Staffers at facilities like Red Rock Canyon School often rely on physical restraints if they aren’t properly trained to de-escalate situations, said Elissa Glucksman Hyne, a senior policy analyst with the national nonprofit Children’s Rights.

It’s often argued that there’s no other option to ensure safety than to restrain youths, but Hyne said facilities that have eliminated the practice have had fewer documented injuries to students and staff. And being physically held down by staffers can cause more harm than just a bruise or broken arm, she said.

“A lot of youth that are in these facilities have experienced some sort of trauma in their lives,” Hyne said. “When you use these types of restraints or interventions, it causes another trauma or re-trauma. Not only is it the momentary instant of physical restraint, it has lasting repercussions.”

Abuse has been reported at Red Rock Canyon School even before Sequel bought the facility in 2016. The school has been forced to defend itself in a number of lawsuits, mostly surrounding staffers who are accused of physically harming or sexually abusing students. One lawsuit that has since been dismissed alleged a staffer put a young man in a headlock in 2016 and twisted his arm until it broke. Another lawsuit asserts a staffer fractured a 14-year-old boy’s arm when he was grabbed during his stay in 2012.

And two more lawsuits were filed in 2018 accusing the school of not protecting two boys from a staffer who sexually abused them.

Peyton Fielding, a 20-year-old Nevada woman, told The Tribune that she attended the St. George school for more than a year in 2014 — then a 14-year-old girl whose parents were paying for her stay.

But she said that shortly after she arrived, her arm was broken by staffers who threw her to the ground after she had tried to run from her therapist’s office. She fled, she said, because she had just learned that she’d be living at the Utah facility long term, which her parents hadn’t explained to her.

Fielding said she had complained about being in pain for days and asked for medical attention, but the staff accused her of lying. She wasn’t allowed to call her parents because it was against the rules to call home in a student’s first month.

She was eventually driven to a hospital for treatment. A photo taken then shows her as a round-faced young girl, pointing to her bruised and broken arm, her tongue sticking out. Her other arm is wrapped around a stuffed animal.

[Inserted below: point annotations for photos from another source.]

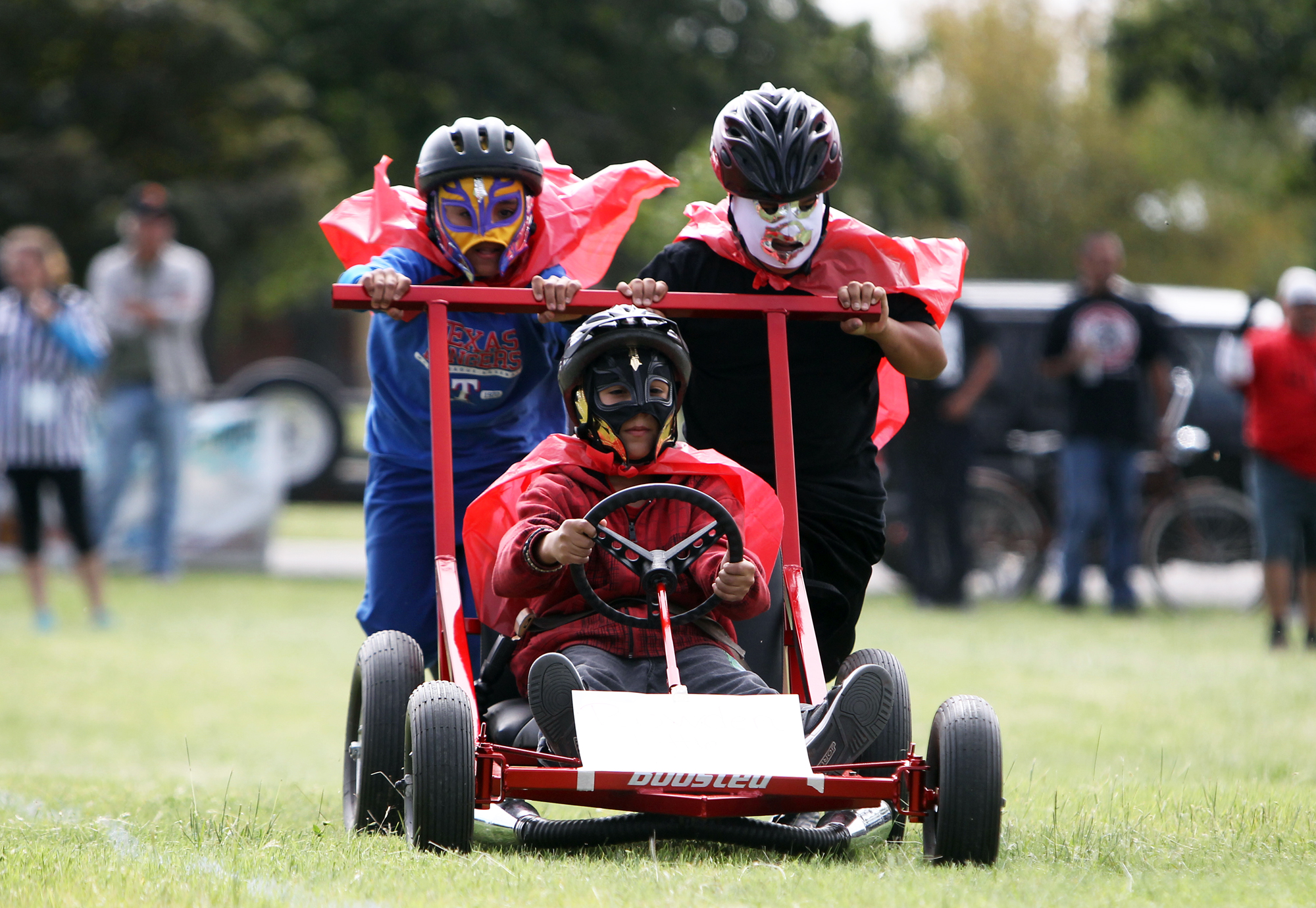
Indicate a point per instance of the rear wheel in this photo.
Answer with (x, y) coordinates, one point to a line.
(964, 768)
(894, 742)
(1201, 548)
(440, 803)
(389, 668)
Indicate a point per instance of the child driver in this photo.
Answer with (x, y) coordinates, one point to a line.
(623, 374)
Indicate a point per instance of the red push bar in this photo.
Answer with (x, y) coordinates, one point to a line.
(805, 669)
(588, 302)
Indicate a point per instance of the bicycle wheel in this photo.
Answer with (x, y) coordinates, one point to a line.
(1006, 534)
(1201, 547)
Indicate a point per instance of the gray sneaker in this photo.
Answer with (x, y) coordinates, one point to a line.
(851, 718)
(548, 688)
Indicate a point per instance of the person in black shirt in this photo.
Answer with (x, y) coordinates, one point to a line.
(778, 152)
(932, 456)
(1103, 344)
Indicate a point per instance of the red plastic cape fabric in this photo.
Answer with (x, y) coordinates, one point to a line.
(580, 223)
(494, 513)
(934, 270)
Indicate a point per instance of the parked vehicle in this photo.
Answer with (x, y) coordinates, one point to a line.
(1198, 523)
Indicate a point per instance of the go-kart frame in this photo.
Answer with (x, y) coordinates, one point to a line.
(505, 773)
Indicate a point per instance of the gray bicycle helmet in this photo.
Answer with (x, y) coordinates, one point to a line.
(776, 145)
(478, 148)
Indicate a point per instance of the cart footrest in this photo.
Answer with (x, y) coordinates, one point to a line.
(538, 832)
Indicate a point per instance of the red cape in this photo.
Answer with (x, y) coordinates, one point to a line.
(934, 270)
(580, 223)
(494, 513)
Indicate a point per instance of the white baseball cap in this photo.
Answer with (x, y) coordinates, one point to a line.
(1297, 288)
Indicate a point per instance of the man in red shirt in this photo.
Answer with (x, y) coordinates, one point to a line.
(624, 374)
(1277, 373)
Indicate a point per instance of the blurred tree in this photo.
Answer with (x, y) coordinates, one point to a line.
(1200, 197)
(97, 95)
(602, 81)
(1246, 55)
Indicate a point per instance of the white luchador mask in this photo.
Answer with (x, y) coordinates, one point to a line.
(781, 235)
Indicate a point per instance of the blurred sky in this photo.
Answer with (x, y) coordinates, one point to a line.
(898, 24)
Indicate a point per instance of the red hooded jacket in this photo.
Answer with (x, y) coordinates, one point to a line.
(564, 478)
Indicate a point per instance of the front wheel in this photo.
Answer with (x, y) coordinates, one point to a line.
(964, 768)
(440, 769)
(389, 668)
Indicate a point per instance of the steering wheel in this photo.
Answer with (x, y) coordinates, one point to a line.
(661, 567)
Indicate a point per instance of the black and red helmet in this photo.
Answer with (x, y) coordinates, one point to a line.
(776, 145)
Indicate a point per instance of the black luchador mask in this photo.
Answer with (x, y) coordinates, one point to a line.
(620, 385)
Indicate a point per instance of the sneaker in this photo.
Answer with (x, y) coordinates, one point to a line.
(853, 714)
(1278, 636)
(548, 688)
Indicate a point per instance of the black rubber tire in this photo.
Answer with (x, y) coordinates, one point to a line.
(440, 803)
(964, 767)
(389, 668)
(894, 742)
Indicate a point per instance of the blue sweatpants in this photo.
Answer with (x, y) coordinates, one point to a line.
(401, 552)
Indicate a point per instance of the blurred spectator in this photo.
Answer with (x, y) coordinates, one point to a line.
(153, 294)
(1277, 372)
(1103, 344)
(51, 343)
(934, 453)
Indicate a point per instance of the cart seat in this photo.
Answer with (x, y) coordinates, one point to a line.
(511, 724)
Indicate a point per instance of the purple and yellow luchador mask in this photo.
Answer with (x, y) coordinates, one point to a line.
(478, 210)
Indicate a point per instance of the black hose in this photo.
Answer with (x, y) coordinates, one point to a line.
(538, 832)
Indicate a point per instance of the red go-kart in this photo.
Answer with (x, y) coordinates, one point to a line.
(453, 761)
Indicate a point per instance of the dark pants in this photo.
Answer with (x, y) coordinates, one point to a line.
(934, 464)
(69, 485)
(703, 670)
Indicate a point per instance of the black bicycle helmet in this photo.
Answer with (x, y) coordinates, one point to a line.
(623, 326)
(478, 148)
(776, 145)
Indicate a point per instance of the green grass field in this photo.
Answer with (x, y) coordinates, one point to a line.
(190, 757)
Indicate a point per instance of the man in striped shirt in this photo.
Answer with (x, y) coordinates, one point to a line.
(51, 343)
(153, 294)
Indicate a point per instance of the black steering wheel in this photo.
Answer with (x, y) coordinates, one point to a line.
(661, 567)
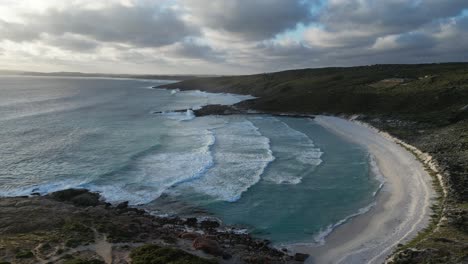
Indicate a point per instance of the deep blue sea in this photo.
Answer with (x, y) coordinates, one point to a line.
(285, 179)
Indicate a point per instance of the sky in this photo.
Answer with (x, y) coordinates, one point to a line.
(227, 36)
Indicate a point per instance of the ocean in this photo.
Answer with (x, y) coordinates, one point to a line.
(285, 179)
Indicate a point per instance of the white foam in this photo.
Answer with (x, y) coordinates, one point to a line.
(241, 155)
(150, 176)
(295, 151)
(180, 116)
(44, 188)
(320, 237)
(375, 170)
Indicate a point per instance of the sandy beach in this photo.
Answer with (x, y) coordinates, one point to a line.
(402, 208)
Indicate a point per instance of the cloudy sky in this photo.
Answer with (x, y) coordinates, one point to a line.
(227, 36)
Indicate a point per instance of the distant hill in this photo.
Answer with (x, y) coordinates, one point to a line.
(407, 89)
(425, 105)
(107, 75)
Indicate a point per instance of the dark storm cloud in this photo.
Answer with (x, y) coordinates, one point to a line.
(192, 50)
(145, 26)
(252, 20)
(387, 17)
(243, 36)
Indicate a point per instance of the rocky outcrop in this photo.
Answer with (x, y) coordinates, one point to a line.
(75, 224)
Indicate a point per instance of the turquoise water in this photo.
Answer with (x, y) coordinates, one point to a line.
(284, 179)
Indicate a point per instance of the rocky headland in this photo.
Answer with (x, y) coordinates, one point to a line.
(76, 226)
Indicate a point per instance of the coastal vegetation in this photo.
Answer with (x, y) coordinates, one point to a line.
(424, 105)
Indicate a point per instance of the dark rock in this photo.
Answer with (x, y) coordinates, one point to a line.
(227, 256)
(190, 235)
(301, 257)
(208, 246)
(68, 194)
(122, 205)
(86, 199)
(209, 224)
(192, 221)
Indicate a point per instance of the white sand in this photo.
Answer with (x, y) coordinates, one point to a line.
(402, 209)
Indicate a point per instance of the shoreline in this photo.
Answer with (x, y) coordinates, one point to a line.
(402, 206)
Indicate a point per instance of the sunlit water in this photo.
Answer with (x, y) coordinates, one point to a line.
(285, 179)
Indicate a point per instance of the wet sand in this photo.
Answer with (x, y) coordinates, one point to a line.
(402, 208)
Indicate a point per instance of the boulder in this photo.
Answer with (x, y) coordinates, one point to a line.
(192, 221)
(68, 194)
(208, 246)
(301, 257)
(86, 199)
(189, 235)
(209, 224)
(122, 205)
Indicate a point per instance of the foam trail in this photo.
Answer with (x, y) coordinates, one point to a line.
(375, 170)
(150, 176)
(241, 155)
(295, 152)
(180, 116)
(320, 237)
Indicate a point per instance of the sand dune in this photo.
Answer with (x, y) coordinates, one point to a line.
(402, 208)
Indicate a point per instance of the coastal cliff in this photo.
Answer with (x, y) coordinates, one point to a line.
(424, 105)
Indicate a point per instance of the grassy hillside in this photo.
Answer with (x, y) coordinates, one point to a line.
(425, 105)
(350, 90)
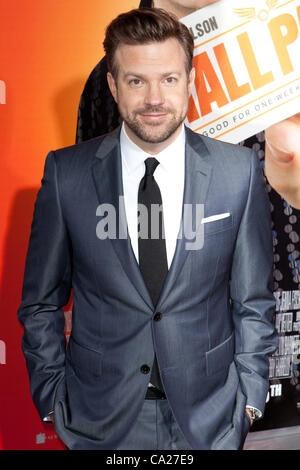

Fielding went to two other youth facilities from there — finally finding a wilderness program in Richfield that helped her — but her memories of Red Rock Canyon School are marked by abuse. The staff would often bend their wrists in restraint holds, held their legs down, sometimes grabbed their mouths.

“It just didn’t seem right,” she said. “I don’t feel like my suffering was appropriate for someone who needed mental help and received abuse instead.”